Vorarlberg / 30.07.2017 • 22:00 Uhr / 2 Minuten Lesezeit
Haller: „Cannabis ist längst zur Volksdroge geworden“. Foto: VN
Haller: „Cannabis ist längst zur Volksdroge geworden“. Foto: VN

Landesdrogenbeauftragter Reinhard Haller fordert Gesetzesänderungen für Cannabis.

Feldkirch. Weil junge Menschen kriminalisiert würden, fordert der Landesdrogenbeauftragte Reinhard Haller Gesetzesänderungen für Cannabis. Die Staatsanwaltschaft winkt ab. Für Bernhard Amann, Obmann von “Legalize! Österreich” gehen Hallers Vorschläge nicht weit genug.

Wie Haller gegenüber dem ORF argumentiert, sei Cannabis längst zu einer Volksdroge geworden. 32 Prozent der jungen Menschen in Vorarlberg hätten bereits „Probier-Erfahrungen“, so Haller. Doch diese Menschen werden kriminalisiert, da Besitz und Konsum nach wie vor strafrechtlich geahndet werden. Bis zu einer gewissen Menge sollten Besitz und Konsum aus dem Strafrecht gestrichen werden. Ersatzweise sollte es dem Verwaltungsrecht unterstellt werden. Wilfried Siegele, Leiter der Staatsanwaltschaft Feldkirch, kann dem Haller-Vorschlag nichts abgewinnen. 90 Prozent der erwischten Ländle-Konsumenten würden ohnedies nicht bestraft. Die von Haller angesprochene Kriminalisierung gebe es nicht.
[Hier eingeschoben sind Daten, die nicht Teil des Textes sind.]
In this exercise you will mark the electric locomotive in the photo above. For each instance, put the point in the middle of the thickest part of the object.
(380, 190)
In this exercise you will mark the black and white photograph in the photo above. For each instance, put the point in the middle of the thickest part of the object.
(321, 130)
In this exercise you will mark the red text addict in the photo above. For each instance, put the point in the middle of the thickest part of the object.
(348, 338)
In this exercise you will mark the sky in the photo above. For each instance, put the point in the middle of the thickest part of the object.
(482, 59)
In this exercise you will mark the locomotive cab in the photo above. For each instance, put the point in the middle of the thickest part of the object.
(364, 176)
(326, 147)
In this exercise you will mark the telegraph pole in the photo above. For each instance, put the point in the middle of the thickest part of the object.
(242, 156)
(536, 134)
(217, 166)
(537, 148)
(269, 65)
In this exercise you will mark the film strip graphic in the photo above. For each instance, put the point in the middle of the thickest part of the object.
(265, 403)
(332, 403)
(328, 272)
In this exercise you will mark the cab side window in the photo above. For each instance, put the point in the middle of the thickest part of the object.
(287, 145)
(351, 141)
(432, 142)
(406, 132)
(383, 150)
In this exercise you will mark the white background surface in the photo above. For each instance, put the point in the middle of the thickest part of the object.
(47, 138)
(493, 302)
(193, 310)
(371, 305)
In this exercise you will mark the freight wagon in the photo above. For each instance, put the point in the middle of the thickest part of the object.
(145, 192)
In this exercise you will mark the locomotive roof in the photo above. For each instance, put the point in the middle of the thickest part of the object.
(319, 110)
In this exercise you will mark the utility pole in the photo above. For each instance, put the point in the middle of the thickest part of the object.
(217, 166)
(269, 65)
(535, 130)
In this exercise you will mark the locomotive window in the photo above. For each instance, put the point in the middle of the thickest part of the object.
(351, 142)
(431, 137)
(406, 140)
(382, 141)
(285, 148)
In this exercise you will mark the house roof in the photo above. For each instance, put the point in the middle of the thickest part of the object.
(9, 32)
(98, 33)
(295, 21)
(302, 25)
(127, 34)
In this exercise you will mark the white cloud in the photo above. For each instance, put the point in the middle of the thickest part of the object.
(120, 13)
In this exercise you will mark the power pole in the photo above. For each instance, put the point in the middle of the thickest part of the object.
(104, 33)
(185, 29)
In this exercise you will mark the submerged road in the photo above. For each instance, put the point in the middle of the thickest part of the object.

Und laut Bernhard Amann, Obmann von „Legalize Österreich“ habe Hallers Vorschlag „absolut nichts“ mir einer Entkriminalisierung von Cannabisgebrauch zu tun: „Denn gerade mit den Bezirksverwaltungsbehörden gibt es aktuell immer wieder Probleme.“ Deren Handhabung bei Führerscheinangelegenheiten und Betreuungsauflagen sei vielfach überzogen.